Keeping the spell active, I listened as she taught.

“Usually, when you cast Light, you shape it like this. But have you ever wondered why it becomes a sphere? The formula doesn’t dictate the shape.”

“It’s because, conceptually, people imagine light as a sunlike sphere that emits radiance. And because shaping it into a sphere is easy.”

“But if you want to truly use magic, you need to break away from that concept. That’s not just true for magic, but for every process that uses mana. You need to know how to break frames. Especially if you want to master the second tier.”

The moment she finished speaking,

the Light hovering over her palm began to change.

The sphere sharpened into a tetrahedron, then shifted into a star, and finally became an umbrella.
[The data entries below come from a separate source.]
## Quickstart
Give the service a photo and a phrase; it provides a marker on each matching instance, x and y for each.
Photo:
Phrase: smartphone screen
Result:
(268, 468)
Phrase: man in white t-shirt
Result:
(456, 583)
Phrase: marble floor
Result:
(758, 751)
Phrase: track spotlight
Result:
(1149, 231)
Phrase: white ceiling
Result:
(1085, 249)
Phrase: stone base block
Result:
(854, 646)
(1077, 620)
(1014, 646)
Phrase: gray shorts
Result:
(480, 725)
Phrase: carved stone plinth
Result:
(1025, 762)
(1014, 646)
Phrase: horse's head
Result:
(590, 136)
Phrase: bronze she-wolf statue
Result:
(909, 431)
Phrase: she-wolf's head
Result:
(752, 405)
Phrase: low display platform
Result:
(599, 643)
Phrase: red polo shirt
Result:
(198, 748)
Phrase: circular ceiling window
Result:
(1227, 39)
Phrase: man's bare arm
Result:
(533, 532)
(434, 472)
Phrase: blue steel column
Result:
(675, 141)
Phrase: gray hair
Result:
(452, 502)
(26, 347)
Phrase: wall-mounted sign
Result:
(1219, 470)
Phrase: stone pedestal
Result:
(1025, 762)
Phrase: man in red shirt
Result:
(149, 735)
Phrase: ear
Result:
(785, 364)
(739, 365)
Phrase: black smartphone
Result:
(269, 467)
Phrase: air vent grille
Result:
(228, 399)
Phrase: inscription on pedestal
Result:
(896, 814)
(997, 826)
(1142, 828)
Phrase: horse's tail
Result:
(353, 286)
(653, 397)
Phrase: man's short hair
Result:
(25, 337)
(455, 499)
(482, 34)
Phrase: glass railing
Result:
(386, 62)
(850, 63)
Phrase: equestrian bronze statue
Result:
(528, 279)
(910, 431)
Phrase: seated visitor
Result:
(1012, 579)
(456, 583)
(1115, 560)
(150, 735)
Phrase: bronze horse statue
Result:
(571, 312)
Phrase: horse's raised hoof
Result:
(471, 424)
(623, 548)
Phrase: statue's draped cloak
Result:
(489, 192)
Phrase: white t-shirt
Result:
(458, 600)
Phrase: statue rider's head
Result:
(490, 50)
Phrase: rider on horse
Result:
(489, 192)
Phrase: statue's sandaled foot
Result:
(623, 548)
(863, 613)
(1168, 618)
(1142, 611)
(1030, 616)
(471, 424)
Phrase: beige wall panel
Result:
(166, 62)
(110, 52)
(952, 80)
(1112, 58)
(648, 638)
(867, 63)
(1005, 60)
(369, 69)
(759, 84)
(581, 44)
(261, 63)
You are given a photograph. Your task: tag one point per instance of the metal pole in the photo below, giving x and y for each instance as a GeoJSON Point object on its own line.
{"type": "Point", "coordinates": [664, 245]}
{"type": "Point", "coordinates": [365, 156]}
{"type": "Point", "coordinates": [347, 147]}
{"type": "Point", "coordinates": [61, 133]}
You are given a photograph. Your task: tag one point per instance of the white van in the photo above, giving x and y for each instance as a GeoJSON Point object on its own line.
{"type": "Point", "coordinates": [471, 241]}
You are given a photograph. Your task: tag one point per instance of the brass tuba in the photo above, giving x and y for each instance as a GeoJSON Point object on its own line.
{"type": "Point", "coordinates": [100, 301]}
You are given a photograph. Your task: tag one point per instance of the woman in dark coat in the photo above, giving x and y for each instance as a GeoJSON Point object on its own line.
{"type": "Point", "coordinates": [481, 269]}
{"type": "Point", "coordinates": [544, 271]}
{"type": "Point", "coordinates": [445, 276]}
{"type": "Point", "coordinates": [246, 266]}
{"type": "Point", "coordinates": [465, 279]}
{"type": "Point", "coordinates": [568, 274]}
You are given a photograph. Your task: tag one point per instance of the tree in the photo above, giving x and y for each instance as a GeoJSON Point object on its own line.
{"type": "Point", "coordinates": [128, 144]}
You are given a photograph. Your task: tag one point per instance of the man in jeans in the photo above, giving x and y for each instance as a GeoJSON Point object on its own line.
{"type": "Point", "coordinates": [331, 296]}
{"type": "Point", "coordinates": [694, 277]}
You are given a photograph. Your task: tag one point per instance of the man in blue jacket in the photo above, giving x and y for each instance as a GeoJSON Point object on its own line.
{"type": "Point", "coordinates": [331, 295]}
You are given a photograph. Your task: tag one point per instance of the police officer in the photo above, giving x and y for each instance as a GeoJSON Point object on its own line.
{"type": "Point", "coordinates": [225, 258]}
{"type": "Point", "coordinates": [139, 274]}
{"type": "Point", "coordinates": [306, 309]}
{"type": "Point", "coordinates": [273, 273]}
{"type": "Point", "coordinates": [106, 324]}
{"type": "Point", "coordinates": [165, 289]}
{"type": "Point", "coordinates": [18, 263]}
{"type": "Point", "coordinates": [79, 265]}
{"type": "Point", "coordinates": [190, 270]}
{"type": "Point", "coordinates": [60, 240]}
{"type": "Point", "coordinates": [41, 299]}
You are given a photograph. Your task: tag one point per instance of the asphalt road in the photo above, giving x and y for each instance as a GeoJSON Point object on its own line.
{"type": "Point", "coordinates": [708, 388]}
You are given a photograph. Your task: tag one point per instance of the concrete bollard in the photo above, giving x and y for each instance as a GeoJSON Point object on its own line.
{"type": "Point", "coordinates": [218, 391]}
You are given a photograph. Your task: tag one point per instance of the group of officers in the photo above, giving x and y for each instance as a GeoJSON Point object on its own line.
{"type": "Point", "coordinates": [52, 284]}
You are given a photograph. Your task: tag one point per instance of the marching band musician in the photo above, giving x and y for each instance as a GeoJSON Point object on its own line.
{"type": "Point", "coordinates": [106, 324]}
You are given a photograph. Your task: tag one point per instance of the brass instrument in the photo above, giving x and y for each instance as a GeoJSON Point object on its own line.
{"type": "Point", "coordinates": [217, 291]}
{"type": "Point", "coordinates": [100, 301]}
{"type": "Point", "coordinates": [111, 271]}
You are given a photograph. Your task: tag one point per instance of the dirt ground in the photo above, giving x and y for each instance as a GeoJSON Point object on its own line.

Hong Ye-na held the glowing umbrella above her head and spoke as if it were nothing.

“Like this. You need to be able to change Light into different forms, too.”

“Now you try. Tetrahedron, star, then umbrella. I’ll dismiss those who succeed perfectly first.”

With that, the assignment was set.

From then on, the students had no choice but to experiment with Light to solve it.

“Ugh….”

“Damn, this is hard.”

“Why did it turn into a poop shape…?”

With Hong Ye-na’s teaching style, which demanded a shift in perspective and added depth,

students who thought they’d simply be learning second-tier magic were bound to struggle.

They strained in every way they could, trying to change the form of their Light.

But I wasn’t one of them.

“Instructor.”

“What is it?”

“I’d like to be checked.”

“Alright. Stand up and show me.”

With no one else having succeeded yet,

I rose from my seat.

The students’ eyes snapped toward me.

I didn’t flinch under their attention.

<Light>

I lifted the spell easily.

Then, just like Hong Ye-na had done, the sphere changed into a tetrahedron, then a star, then an umbrella.

“I’m done, so I can go now, right?”

Spinning the umbrella slowly, scattering shimmering particles,

I asked for Hong Ye-na’s confirmation.

She let out a short scoff.

“Who taught you? I don’t know, but it’s flawless. Fine, Gyeon-woo, you can go. Leaving thirty minutes after class starts.”

As if I didn’t know who taught me.

I grinned to myself.

“Class isn’t anything special, is it?”

“You’d better not get cocky. I’m thinking of raising the difficulty quickly, if only because of you.”

Right then, groans and sighs rose from around the classroom.